The gene expression study showed that Bumetanide has wide ranging effects within the brain that counter the defects found in APO4 mice and humans who have developed Alzheimer’s.  This suggests that bumetanide’s effects go well beyond blocking the NKCC1 cotransporter.  This may explain why some bumetanide responders with autism have a paradoxical reaction to GABA agonists, like benzodiazepines, and some people do not. They are receiving different beneficial effects.

We will look at the anti-inflammatory benefits of bumetanide suggested in very recent Chinese research in the next post.  This might provide biomarkers for likely responders. 

You might have thought that clemastine would not be good for dementia, because it is anticholinergic, as are many antihistamines and even drugs commonly given to older people like Nexium. The neurotransmitter acetylcholine is good for cognition and it has been suggested that depleting it might lead to dementia.

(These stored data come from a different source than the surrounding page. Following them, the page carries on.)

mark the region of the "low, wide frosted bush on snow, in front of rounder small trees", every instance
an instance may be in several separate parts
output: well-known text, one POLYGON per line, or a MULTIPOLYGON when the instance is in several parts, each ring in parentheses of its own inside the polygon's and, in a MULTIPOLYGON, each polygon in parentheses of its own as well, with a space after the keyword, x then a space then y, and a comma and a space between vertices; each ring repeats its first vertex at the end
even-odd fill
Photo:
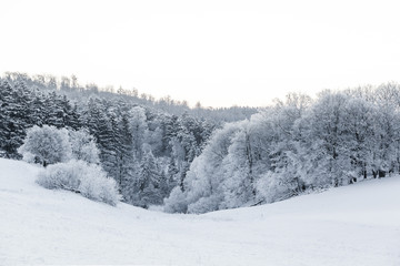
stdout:
POLYGON ((37 183, 50 190, 67 190, 82 196, 116 206, 120 200, 114 180, 108 178, 99 165, 70 161, 49 165, 37 183))

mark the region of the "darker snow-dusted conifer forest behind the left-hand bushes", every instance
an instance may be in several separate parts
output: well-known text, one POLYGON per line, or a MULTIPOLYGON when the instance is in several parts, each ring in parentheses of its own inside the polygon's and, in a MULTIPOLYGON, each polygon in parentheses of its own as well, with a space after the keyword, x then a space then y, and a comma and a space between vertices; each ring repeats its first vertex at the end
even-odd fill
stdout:
POLYGON ((63 93, 64 84, 62 91, 53 79, 39 81, 23 74, 0 80, 1 156, 21 158, 18 149, 34 125, 84 129, 96 140, 99 164, 133 205, 162 204, 174 186, 182 186, 190 163, 219 126, 188 112, 174 115, 140 105, 118 93, 63 93))

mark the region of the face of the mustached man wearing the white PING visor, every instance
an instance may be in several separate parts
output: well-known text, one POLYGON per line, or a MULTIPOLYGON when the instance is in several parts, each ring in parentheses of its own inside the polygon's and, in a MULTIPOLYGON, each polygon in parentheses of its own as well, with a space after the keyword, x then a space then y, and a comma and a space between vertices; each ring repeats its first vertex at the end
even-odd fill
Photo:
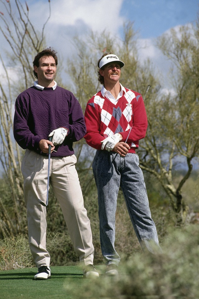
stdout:
POLYGON ((104 84, 117 82, 121 75, 120 65, 117 62, 108 63, 100 74, 104 77, 104 84))

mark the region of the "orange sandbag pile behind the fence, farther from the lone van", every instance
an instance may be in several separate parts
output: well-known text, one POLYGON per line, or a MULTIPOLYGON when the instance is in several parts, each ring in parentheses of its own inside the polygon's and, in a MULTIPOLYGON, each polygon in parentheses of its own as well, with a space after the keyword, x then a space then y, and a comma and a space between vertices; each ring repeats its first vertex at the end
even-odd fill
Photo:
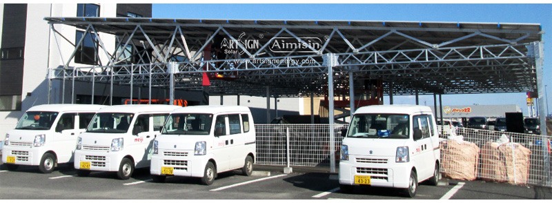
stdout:
POLYGON ((483 180, 526 184, 531 150, 518 143, 487 142, 481 149, 483 180))

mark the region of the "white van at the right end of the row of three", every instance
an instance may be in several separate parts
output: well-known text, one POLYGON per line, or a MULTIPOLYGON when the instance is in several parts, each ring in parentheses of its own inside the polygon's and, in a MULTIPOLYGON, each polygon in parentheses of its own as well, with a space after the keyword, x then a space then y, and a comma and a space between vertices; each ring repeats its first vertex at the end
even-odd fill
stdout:
POLYGON ((213 184, 217 173, 242 168, 253 172, 255 126, 244 106, 189 106, 173 111, 153 142, 150 173, 155 182, 167 175, 201 177, 213 184))

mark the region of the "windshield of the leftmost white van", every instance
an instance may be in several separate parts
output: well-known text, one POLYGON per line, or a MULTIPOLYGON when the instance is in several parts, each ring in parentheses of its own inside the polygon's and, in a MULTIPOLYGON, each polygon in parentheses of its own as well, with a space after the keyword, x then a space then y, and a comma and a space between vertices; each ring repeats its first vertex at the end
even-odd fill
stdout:
POLYGON ((59 113, 48 111, 28 111, 15 126, 18 130, 49 130, 59 113))

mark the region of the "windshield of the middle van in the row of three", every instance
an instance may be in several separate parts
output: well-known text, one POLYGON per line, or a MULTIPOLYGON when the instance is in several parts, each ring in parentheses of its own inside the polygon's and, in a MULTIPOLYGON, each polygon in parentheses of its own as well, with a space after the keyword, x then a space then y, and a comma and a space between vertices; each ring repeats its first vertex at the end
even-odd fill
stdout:
POLYGON ((126 133, 133 113, 97 113, 86 128, 88 133, 126 133))

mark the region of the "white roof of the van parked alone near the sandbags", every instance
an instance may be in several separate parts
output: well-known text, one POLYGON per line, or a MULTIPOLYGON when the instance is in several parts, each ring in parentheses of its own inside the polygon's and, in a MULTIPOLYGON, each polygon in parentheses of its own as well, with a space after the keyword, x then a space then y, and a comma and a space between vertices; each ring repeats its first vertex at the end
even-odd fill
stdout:
POLYGON ((372 105, 363 106, 355 111, 357 113, 397 113, 397 114, 412 114, 412 113, 428 113, 433 114, 429 106, 420 105, 372 105))

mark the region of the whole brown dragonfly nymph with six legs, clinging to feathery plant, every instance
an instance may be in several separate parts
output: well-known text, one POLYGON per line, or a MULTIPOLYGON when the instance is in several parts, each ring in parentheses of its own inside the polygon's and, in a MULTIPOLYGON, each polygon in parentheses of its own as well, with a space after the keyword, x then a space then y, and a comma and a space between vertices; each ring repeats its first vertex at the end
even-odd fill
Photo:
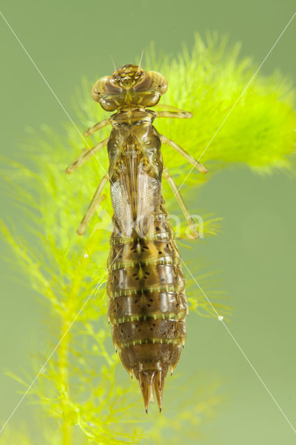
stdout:
POLYGON ((122 364, 140 382, 146 412, 154 390, 161 410, 165 376, 179 361, 188 314, 186 280, 161 195, 162 177, 172 187, 192 237, 198 237, 174 179, 163 165, 161 144, 176 149, 197 170, 206 172, 201 163, 153 126, 155 118, 192 116, 172 106, 163 106, 167 111, 149 109, 166 90, 162 74, 145 72, 138 65, 124 65, 112 76, 99 79, 92 88, 93 99, 104 110, 116 112, 85 131, 85 136, 110 124, 110 137, 81 154, 66 170, 72 173, 107 146, 108 175, 101 179, 77 232, 83 234, 110 181, 114 215, 106 287, 108 317, 122 364))

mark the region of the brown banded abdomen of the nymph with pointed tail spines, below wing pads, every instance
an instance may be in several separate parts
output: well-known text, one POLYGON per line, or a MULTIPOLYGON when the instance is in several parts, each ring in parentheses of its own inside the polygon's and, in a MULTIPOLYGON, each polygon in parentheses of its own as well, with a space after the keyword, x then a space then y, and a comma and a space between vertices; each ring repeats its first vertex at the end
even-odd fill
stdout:
POLYGON ((149 239, 125 238, 115 222, 110 244, 107 293, 113 343, 126 370, 140 381, 146 410, 153 388, 161 408, 167 370, 173 371, 186 339, 188 313, 186 281, 164 205, 149 239))

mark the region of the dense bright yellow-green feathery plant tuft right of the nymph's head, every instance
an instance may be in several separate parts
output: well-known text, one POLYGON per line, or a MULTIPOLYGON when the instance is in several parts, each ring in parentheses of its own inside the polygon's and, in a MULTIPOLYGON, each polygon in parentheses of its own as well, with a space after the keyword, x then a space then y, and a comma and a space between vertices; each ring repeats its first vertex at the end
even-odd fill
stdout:
MULTIPOLYGON (((197 159, 256 72, 257 66, 249 58, 238 59, 239 49, 239 44, 227 48, 227 40, 218 40, 217 36, 208 38, 207 43, 197 36, 192 52, 185 49, 178 60, 164 58, 154 65, 152 57, 147 63, 156 66, 169 82, 162 102, 193 113, 188 121, 172 124, 159 120, 158 131, 197 159)), ((201 162, 210 172, 202 178, 211 177, 211 172, 223 168, 224 163, 246 163, 260 172, 290 169, 294 129, 290 81, 279 73, 265 78, 258 72, 202 154, 201 162)), ((180 157, 173 156, 172 149, 170 156, 165 156, 167 165, 179 174, 177 165, 184 163, 180 157)), ((195 184, 197 177, 192 172, 186 184, 195 184)))

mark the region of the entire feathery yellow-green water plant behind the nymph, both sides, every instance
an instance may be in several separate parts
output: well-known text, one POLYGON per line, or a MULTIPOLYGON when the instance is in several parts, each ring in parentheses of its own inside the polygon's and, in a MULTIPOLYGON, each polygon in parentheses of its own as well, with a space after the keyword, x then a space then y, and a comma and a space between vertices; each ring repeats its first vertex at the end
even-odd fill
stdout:
MULTIPOLYGON (((144 68, 158 70, 167 77, 169 90, 162 102, 191 111, 194 117, 159 119, 156 128, 198 159, 256 66, 249 59, 239 61, 238 47, 228 49, 226 42, 217 38, 206 44, 197 37, 191 53, 184 50, 178 59, 160 60, 151 51, 144 68)), ((92 82, 83 81, 75 101, 74 121, 79 122, 81 132, 108 115, 91 99, 91 86, 92 82)), ((264 79, 259 73, 202 155, 208 174, 194 170, 190 173, 182 188, 185 197, 188 186, 204 184, 213 172, 230 163, 243 162, 258 172, 291 170, 295 126, 291 102, 288 81, 280 74, 264 79)), ((17 257, 17 270, 23 270, 26 281, 47 300, 50 332, 55 333, 38 358, 36 373, 71 327, 31 391, 46 414, 42 443, 163 444, 163 435, 171 435, 168 443, 173 444, 174 440, 180 443, 186 437, 196 438, 199 424, 212 416, 220 401, 216 385, 197 375, 189 383, 190 373, 167 378, 163 412, 159 415, 152 408, 146 416, 138 382, 129 380, 113 352, 104 291, 112 216, 107 188, 101 209, 85 236, 76 235, 104 175, 101 165, 108 168, 107 154, 103 150, 97 155, 101 165, 92 159, 73 175, 65 175, 65 167, 83 147, 72 124, 67 124, 66 129, 64 138, 47 127, 42 129, 41 136, 32 133, 23 154, 30 156, 33 168, 10 162, 4 172, 8 193, 22 207, 28 241, 4 224, 3 236, 17 257)), ((95 133, 89 143, 106 138, 109 132, 107 128, 95 133)), ((181 184, 191 166, 171 148, 163 147, 163 156, 170 173, 181 184)), ((168 208, 175 209, 177 204, 170 199, 172 193, 167 186, 163 193, 168 208)), ((216 232, 216 221, 209 219, 205 234, 216 232)), ((217 297, 204 287, 208 277, 195 276, 210 299, 217 297)), ((191 309, 215 315, 202 293, 194 289, 188 298, 191 309)), ((227 312, 227 307, 217 302, 215 305, 218 312, 227 312)), ((31 380, 28 378, 25 385, 31 380)), ((0 444, 9 443, 10 437, 17 437, 17 433, 8 428, 0 437, 0 444)), ((33 442, 22 439, 22 443, 33 442)))

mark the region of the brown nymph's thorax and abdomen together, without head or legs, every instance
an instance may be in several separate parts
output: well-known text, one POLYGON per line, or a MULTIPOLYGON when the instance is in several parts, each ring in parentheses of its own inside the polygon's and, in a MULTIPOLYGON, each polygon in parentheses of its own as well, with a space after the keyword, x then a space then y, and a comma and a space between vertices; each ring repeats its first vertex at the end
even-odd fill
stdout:
POLYGON ((176 366, 186 339, 188 305, 181 259, 161 196, 161 140, 153 119, 151 111, 112 118, 108 154, 115 216, 107 293, 113 342, 124 367, 140 383, 144 375, 154 387, 159 381, 161 396, 167 369, 176 366), (123 218, 124 212, 129 218, 123 218))

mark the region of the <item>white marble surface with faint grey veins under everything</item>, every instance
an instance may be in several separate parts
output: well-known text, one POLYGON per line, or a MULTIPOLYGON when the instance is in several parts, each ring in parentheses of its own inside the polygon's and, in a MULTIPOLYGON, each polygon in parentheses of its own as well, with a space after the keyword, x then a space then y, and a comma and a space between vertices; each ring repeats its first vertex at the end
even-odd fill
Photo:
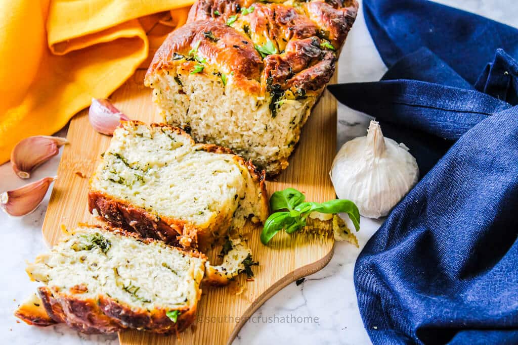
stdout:
MULTIPOLYGON (((494 20, 516 26, 518 5, 515 0, 439 0, 438 2, 479 13, 494 20)), ((349 35, 339 62, 339 82, 376 81, 386 68, 383 65, 365 26, 363 13, 349 35)), ((351 109, 339 107, 339 144, 362 136, 368 118, 351 109)), ((66 129, 61 131, 61 135, 66 129)), ((36 171, 31 181, 52 176, 59 156, 36 171)), ((8 164, 0 166, 0 191, 12 189, 24 182, 13 175, 8 164)), ((2 241, 0 242, 0 343, 5 344, 117 344, 117 335, 86 336, 64 325, 47 328, 29 327, 17 323, 13 310, 36 284, 28 281, 25 262, 47 250, 41 238, 41 225, 50 192, 36 211, 23 218, 9 218, 0 213, 2 241)), ((235 345, 265 343, 296 344, 368 344, 356 302, 353 268, 356 257, 381 221, 362 219, 358 233, 360 249, 338 243, 331 262, 320 272, 306 277, 297 286, 292 283, 269 299, 254 314, 258 322, 249 322, 241 329, 235 345), (267 317, 312 317, 314 322, 267 323, 267 317), (318 322, 317 319, 318 318, 318 322)), ((279 319, 281 320, 281 319, 279 319)))

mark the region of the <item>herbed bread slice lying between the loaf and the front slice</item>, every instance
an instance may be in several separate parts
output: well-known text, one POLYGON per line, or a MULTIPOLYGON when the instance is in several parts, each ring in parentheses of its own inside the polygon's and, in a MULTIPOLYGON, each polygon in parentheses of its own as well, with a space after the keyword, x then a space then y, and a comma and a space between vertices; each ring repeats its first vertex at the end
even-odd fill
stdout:
POLYGON ((248 218, 266 220, 264 176, 179 128, 130 121, 113 133, 91 178, 89 208, 143 237, 205 249, 248 218))

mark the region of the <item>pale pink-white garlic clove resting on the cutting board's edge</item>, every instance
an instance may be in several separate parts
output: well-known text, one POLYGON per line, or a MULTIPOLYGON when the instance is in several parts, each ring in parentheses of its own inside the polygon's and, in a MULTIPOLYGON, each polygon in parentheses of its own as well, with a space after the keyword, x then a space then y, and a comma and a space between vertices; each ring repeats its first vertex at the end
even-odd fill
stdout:
POLYGON ((108 99, 92 98, 88 119, 97 132, 111 136, 122 121, 130 118, 115 108, 108 99))

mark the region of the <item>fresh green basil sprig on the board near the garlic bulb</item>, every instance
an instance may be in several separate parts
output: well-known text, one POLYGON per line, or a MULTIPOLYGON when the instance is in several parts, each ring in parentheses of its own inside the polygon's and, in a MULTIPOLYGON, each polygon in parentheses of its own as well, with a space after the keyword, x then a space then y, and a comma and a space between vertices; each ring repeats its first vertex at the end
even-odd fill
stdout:
POLYGON ((261 233, 261 242, 267 244, 279 231, 292 234, 306 226, 306 218, 311 212, 320 213, 347 213, 359 230, 359 212, 354 202, 344 199, 329 200, 323 203, 305 201, 303 193, 294 188, 286 188, 272 194, 270 198, 271 211, 280 211, 271 214, 264 223, 261 233))

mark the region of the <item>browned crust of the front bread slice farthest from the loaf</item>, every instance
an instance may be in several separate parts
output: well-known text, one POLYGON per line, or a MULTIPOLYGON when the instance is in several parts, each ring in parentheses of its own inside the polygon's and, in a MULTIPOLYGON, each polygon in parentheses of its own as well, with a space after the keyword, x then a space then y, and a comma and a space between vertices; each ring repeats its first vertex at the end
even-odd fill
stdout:
MULTIPOLYGON (((133 237, 142 243, 152 243, 152 238, 141 238, 133 232, 108 226, 91 226, 104 228, 127 237, 133 237)), ((204 254, 193 250, 193 257, 207 259, 204 254)), ((70 293, 59 287, 38 288, 38 299, 30 299, 15 312, 15 316, 30 325, 48 326, 55 323, 66 323, 69 327, 85 334, 114 333, 126 328, 149 331, 153 333, 181 332, 195 320, 196 305, 179 308, 177 322, 172 322, 166 315, 168 310, 155 308, 147 310, 131 308, 106 295, 98 299, 77 297, 85 287, 70 288, 70 293), (76 295, 74 295, 76 294, 76 295), (36 304, 34 304, 36 303, 36 304), (32 304, 32 305, 31 305, 32 304), (34 306, 34 307, 33 307, 34 306)), ((198 289, 196 297, 199 300, 202 291, 198 289)))

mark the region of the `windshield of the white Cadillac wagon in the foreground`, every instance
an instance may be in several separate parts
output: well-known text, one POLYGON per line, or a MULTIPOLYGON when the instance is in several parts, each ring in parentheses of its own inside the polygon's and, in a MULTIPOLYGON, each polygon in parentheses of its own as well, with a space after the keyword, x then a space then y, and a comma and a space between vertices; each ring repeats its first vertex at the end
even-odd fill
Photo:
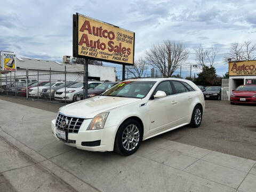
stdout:
POLYGON ((121 82, 102 95, 141 99, 146 97, 155 83, 154 81, 121 82))

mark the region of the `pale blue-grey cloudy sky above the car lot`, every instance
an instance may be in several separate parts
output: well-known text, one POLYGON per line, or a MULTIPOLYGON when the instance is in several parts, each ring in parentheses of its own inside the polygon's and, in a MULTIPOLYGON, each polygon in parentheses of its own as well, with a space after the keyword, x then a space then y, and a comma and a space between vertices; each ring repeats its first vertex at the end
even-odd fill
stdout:
MULTIPOLYGON (((199 44, 215 46, 220 53, 218 75, 228 71, 222 53, 228 52, 230 43, 256 43, 256 1, 1 0, 1 7, 0 50, 19 57, 61 61, 62 55, 71 55, 76 12, 134 31, 135 59, 166 39, 185 44, 191 53, 199 44)), ((195 63, 194 54, 189 55, 190 63, 195 63)), ((121 75, 121 65, 111 66, 121 75)), ((188 68, 182 71, 183 77, 189 75, 188 68)))

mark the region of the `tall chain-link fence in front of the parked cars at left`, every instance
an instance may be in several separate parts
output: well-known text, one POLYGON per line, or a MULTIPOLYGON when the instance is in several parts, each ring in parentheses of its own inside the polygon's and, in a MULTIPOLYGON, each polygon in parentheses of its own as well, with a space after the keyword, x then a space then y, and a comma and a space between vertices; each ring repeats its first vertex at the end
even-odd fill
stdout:
MULTIPOLYGON (((84 71, 67 70, 66 66, 58 69, 17 69, 17 71, 2 71, 0 77, 0 93, 7 97, 31 98, 51 102, 73 102, 76 94, 83 92, 84 71)), ((97 79, 88 89, 99 85, 97 79)))

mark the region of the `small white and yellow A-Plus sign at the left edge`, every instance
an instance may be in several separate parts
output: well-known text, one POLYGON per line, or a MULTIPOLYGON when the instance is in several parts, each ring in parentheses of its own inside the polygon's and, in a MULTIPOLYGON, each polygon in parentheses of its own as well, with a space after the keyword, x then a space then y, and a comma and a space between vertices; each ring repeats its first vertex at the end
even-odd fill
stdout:
POLYGON ((2 70, 16 71, 16 55, 11 53, 2 53, 2 70))

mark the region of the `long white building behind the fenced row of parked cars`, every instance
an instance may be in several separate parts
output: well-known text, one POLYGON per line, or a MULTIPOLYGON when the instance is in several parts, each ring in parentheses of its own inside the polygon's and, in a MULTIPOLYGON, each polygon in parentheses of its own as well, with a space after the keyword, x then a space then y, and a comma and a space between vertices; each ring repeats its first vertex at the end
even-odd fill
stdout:
MULTIPOLYGON (((63 60, 66 57, 63 57, 63 60)), ((7 73, 7 78, 16 79, 28 78, 38 81, 83 81, 84 65, 67 62, 49 61, 42 59, 16 58, 17 71, 7 73), (66 66, 66 73, 65 73, 66 66), (50 72, 51 71, 51 72, 50 72)), ((5 82, 5 74, 2 74, 2 82, 5 82)), ((88 65, 88 78, 98 81, 115 81, 115 67, 88 65)), ((9 82, 9 81, 8 81, 9 82)))

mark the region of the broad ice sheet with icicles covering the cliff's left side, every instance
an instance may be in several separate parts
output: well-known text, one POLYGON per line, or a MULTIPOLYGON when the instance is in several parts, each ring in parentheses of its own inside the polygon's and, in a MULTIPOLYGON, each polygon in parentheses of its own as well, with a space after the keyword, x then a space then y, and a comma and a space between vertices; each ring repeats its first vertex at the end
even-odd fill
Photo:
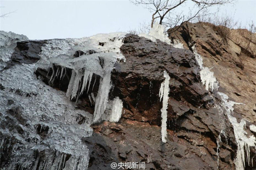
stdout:
MULTIPOLYGON (((0 117, 1 123, 8 125, 5 129, 0 128, 1 151, 9 151, 8 143, 16 142, 12 145, 15 153, 8 153, 13 155, 12 164, 5 168, 87 169, 89 152, 81 138, 92 135, 90 124, 105 111, 114 63, 125 62, 119 49, 124 36, 125 33, 110 33, 81 39, 48 40, 36 64, 14 65, 0 73, 0 117), (92 77, 99 76, 98 95, 95 98, 93 93, 88 94, 91 104, 95 103, 94 119, 88 112, 76 109, 75 104, 64 97, 64 92, 38 79, 34 73, 38 67, 51 68, 51 75, 48 72, 51 83, 67 76, 68 69, 72 70, 66 96, 76 101, 93 88, 96 78, 92 82, 92 77), (11 114, 13 116, 9 117, 11 114), (9 121, 14 128, 9 127, 9 121)), ((1 63, 10 59, 15 47, 12 44, 15 40, 10 37, 11 40, 4 37, 6 41, 1 44, 1 48, 8 47, 8 56, 1 55, 1 63)), ((27 38, 21 36, 20 40, 27 38)), ((116 117, 112 119, 117 121, 122 101, 116 99, 114 103, 116 117)))

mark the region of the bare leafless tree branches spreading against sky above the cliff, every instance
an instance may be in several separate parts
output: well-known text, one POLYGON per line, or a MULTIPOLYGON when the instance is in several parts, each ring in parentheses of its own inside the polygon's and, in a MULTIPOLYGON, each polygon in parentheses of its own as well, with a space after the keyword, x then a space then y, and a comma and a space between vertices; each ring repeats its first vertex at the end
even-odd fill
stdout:
POLYGON ((159 24, 173 28, 171 33, 178 30, 185 22, 209 15, 210 7, 232 3, 233 0, 131 0, 131 2, 145 5, 152 12, 151 27, 155 20, 159 19, 159 24), (188 6, 193 8, 183 12, 182 8, 188 6))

It looks like our off-label MS drugs, clemastine, Ibudilast and Roflumilast are going to be good for dementia, not to forget our new reader Bob and his Pentoxifylline.

It is notable that Gladstone Center for Translational Advancement exists. There are clearly very many existing drugs that can be repurposed to treat all kinds of medical issues. I keep discovering more, which is good for me. Bob discovered Pentoxifylline, which is good for him and his patients.  Other people are free to make their own choices.